The first and most disturbing problem is the gun's tendency to fail to feed the last round from the mag. The bullet nose tends to get jammed above the breech rather than entering it. The rim of the cartridge is still being held by the mag feed lips and the slide is about .5" or so from closing. This has happened many times when shooting Winchester FMJ for practice. I can't for the life of me figure this one out.

The second problem is that as of today the slide now does not stay open after the last round is fired. IT used to work fine but every mag full I shot today did this. There seems to be no indication on the mag follower or the slide lock as to why this is happening. This is with either mag I use.

I figure this will likely require a call to, and likely a shipment of gun to CZ but wanted to see if anyone else has heard of this.


----------



## specter (Jul 24, 2006)

Well..... upon close inspection under magnification, I now see the problem with the last shot hold open. Both the slide stop and the notch in the slide display obvious signs of deformation where the two pieces contact each other. Instead of both parts meeting squarely, they each have a bit of angle now. I'm really surprised there is enough forward motion in the slide, at that short part of the stroke before it catches, to have caused such damage. Regardless, this one's gotta go back to CZ. If I can get any macro photos to post here, I'll show you what I found.
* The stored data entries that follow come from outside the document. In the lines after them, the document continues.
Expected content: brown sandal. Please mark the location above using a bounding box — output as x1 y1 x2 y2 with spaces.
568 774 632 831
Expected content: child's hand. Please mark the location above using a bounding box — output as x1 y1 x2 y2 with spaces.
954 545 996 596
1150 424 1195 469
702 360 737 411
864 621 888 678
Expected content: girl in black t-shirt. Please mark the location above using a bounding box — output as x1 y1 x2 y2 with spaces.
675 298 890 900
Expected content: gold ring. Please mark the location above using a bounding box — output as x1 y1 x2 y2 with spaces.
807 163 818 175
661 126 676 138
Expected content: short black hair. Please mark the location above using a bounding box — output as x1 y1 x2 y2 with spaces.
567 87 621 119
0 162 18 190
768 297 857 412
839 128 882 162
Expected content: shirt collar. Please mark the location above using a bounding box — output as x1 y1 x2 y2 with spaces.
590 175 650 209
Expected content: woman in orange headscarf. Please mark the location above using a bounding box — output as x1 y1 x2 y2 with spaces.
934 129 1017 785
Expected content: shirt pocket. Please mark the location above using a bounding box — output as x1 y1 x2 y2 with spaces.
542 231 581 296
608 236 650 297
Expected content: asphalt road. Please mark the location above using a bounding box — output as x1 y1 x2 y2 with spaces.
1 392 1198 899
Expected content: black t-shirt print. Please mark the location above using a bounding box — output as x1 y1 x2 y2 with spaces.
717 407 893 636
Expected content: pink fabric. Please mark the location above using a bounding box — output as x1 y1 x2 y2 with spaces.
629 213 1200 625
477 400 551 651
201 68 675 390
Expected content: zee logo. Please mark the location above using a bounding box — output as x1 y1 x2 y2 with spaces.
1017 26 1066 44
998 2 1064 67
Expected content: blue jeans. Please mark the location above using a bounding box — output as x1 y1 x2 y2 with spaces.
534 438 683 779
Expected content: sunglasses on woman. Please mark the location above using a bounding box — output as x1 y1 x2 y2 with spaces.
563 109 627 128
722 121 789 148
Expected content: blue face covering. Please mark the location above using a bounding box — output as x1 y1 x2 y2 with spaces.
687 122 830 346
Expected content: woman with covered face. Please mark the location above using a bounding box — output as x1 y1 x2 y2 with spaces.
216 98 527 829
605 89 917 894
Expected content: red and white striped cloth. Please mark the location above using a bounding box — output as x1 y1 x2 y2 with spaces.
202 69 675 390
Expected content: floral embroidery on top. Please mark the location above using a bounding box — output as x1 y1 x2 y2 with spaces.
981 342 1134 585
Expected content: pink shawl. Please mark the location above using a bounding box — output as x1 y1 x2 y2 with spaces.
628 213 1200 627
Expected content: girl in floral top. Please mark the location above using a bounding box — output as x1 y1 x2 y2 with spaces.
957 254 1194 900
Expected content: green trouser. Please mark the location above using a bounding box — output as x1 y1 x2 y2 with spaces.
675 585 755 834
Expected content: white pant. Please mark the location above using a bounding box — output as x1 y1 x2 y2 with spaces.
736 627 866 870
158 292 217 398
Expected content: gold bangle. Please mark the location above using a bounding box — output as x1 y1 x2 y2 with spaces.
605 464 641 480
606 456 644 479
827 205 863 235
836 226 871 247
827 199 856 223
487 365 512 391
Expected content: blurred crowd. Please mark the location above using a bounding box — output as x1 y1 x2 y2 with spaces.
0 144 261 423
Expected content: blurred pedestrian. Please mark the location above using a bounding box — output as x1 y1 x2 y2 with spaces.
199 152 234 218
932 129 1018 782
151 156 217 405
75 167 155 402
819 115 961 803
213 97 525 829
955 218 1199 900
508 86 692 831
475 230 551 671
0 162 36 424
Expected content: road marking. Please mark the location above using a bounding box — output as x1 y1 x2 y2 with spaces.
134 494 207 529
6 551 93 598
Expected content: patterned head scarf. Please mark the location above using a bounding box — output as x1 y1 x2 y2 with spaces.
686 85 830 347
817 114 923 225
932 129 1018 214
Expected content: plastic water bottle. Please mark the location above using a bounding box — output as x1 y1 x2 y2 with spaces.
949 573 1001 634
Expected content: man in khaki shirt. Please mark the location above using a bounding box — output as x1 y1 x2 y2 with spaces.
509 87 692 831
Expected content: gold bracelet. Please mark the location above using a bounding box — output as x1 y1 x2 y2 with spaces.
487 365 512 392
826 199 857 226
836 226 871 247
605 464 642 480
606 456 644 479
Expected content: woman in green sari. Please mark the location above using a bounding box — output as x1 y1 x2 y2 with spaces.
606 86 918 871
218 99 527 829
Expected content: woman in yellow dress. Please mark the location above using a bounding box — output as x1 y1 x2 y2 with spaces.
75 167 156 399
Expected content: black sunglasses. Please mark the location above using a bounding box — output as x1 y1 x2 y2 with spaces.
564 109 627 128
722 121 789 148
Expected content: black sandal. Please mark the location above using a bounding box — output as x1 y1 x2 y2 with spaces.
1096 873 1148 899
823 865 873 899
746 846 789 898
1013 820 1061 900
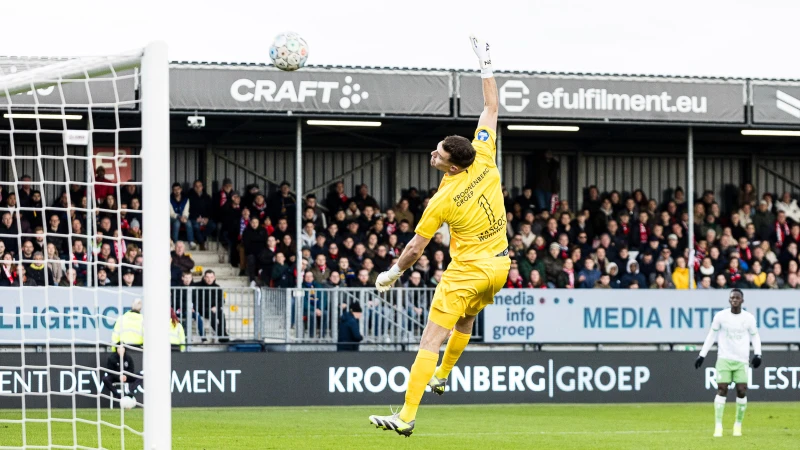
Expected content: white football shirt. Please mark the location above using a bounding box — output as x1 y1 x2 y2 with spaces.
709 308 759 364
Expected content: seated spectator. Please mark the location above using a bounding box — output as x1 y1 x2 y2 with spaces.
301 271 328 336
428 269 444 288
337 301 363 352
518 248 545 283
194 270 228 341
171 241 195 273
776 192 800 224
325 181 348 213
505 268 524 288
169 183 194 249
698 256 716 280
606 262 621 288
104 257 120 285
324 270 345 288
393 198 415 227
27 251 52 286
556 259 576 289
338 258 356 286
70 239 88 285
270 252 292 288
395 220 414 246
750 261 766 288
526 269 545 288
309 233 328 260
279 234 296 263
212 178 234 224
304 194 327 230
650 273 670 289
187 180 217 250
95 267 114 287
542 242 564 286
762 272 780 289
785 272 800 289
348 268 371 290
622 260 647 289
594 273 612 289
519 221 535 249
671 256 694 289
412 255 431 284
311 254 332 284
272 217 290 242
120 267 140 287
773 211 791 250
45 243 64 285
172 271 205 340
577 258 600 288
725 257 743 286
300 221 317 249
267 181 296 224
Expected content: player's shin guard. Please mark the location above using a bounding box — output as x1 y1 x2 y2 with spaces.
735 397 747 424
714 395 726 426
399 349 439 423
434 330 471 380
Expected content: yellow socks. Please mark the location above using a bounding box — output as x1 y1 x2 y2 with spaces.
435 330 471 380
399 349 439 423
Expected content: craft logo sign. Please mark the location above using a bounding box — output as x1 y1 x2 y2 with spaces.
230 75 368 110
170 66 451 115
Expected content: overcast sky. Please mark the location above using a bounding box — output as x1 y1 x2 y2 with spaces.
7 0 800 79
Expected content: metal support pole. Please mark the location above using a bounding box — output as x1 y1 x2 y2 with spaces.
496 124 503 179
295 119 303 289
205 142 214 193
687 127 695 290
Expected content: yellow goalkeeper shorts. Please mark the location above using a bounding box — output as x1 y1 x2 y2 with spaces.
429 256 511 329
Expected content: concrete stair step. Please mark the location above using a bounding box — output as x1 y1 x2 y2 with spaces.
186 251 228 266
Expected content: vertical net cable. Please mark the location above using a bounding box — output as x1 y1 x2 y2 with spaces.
0 51 149 449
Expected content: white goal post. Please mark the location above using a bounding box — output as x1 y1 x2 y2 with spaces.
0 42 171 449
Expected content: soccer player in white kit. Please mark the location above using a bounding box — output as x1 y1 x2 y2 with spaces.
694 288 762 437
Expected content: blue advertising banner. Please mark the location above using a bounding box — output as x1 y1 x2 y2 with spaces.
0 288 142 345
483 289 800 343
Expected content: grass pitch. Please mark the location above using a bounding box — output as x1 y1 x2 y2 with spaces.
1 402 798 449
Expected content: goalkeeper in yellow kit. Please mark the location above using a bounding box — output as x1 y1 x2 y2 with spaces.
368 34 509 437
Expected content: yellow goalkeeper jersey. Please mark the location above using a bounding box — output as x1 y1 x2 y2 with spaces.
415 126 508 262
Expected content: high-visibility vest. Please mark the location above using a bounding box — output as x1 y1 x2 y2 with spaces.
111 311 144 351
169 321 186 352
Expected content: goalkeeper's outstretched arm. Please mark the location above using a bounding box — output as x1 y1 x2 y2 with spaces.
470 34 498 132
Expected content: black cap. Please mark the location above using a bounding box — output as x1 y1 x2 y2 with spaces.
122 267 136 276
222 178 233 186
349 301 363 313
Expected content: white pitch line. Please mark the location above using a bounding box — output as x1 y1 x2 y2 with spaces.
298 429 702 438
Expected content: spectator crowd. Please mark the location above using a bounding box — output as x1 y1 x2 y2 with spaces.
502 182 800 291
6 163 800 345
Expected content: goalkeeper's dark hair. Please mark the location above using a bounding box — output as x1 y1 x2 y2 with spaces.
730 288 744 298
442 135 476 169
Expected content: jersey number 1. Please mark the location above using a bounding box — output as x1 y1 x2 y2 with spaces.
478 194 497 225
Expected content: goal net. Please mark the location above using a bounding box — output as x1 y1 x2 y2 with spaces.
0 43 171 449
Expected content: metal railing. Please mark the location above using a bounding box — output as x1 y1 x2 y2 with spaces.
260 287 483 347
170 286 260 345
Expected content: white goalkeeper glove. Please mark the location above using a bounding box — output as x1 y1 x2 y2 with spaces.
375 264 404 293
469 34 493 78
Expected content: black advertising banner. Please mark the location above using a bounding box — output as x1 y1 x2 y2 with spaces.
170 65 452 115
1 352 798 408
459 73 746 123
751 82 800 125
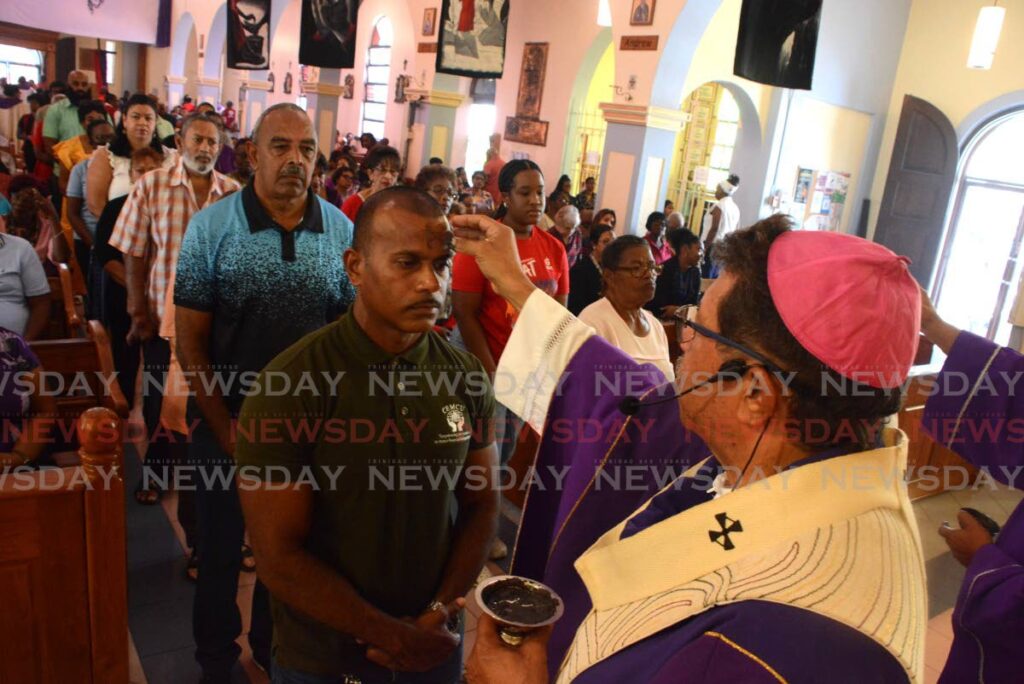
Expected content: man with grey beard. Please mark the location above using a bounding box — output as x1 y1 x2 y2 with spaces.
109 113 239 510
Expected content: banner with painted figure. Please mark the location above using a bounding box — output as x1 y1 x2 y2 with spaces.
734 0 822 90
0 0 162 44
437 0 510 78
227 0 271 69
299 0 359 69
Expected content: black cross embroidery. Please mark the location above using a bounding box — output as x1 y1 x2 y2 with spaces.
708 512 743 550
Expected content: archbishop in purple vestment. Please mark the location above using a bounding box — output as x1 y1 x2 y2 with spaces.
921 331 1024 684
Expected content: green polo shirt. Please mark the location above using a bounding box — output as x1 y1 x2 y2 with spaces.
42 99 84 142
235 312 495 676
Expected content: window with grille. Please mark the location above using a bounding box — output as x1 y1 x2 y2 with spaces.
361 18 393 141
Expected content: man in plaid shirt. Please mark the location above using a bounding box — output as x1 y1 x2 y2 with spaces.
109 112 240 505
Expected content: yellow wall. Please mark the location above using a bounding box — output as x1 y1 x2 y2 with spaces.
584 42 615 114
869 0 1024 237
774 94 872 233
680 0 766 134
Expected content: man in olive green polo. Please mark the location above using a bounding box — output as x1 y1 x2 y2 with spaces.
237 186 499 683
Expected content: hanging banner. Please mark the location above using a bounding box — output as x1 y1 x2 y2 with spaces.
0 0 161 44
734 0 822 90
436 0 510 79
299 0 359 69
227 0 272 70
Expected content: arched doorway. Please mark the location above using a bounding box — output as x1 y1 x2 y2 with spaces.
562 29 613 195
933 110 1024 345
666 82 752 231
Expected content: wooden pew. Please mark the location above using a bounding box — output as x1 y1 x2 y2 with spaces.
29 321 130 436
44 263 86 340
0 407 128 683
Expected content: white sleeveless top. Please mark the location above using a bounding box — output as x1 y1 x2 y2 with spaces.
106 145 178 200
701 195 741 243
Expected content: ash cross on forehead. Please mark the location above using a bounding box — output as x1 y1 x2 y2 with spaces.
708 512 743 551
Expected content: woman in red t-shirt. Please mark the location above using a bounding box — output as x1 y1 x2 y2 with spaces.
452 159 569 376
340 145 400 221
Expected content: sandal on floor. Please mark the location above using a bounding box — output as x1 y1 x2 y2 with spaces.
134 484 163 506
241 544 256 572
185 550 199 583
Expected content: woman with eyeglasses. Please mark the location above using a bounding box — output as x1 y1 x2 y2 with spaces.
414 163 458 215
578 234 674 380
341 145 400 221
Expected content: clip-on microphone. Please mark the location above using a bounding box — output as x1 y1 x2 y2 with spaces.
619 358 752 415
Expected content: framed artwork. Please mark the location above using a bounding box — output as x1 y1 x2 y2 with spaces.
629 0 655 26
505 116 548 146
422 7 437 36
515 42 548 120
299 0 359 69
227 0 271 69
436 0 510 78
343 74 355 99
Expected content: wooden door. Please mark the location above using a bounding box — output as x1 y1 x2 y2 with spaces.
874 95 958 286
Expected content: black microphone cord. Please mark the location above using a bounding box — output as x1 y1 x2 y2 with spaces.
619 359 751 415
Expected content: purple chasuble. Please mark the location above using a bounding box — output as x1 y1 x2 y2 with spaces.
921 332 1024 684
509 336 708 677
509 336 906 681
I don't know if this has any correlation to the last shot fail to feed issue but I guess that is a moot point now. Given the damage to the notch in the slide, I imagine they will replace the gun. Can't just replace the slide since the slide, barrel and frame all have the serial.


----------



## specter (Jul 24, 2006)

I sent the pistol to CZ and received it back within a week. IF nothing else, they are prompt. But they also managed to eliminate the problems from my pistol. The work the did included:

1. replace slide stop
2. debur and square the notch in the slide where the stop catches
3. replaced magazine springs with custom Wolff springs
4. tweaked the magazine feed lips
5. polished the chamber

I have since put about 150 rounds though the gun without a hitch. I hope the fix holds but have no qualms about sending it back to the again should the need arise.


----------



## dondavis3 (Aug 2, 2009)

I'm glad you got it fixed.

Congratulations.

:smt1099


----------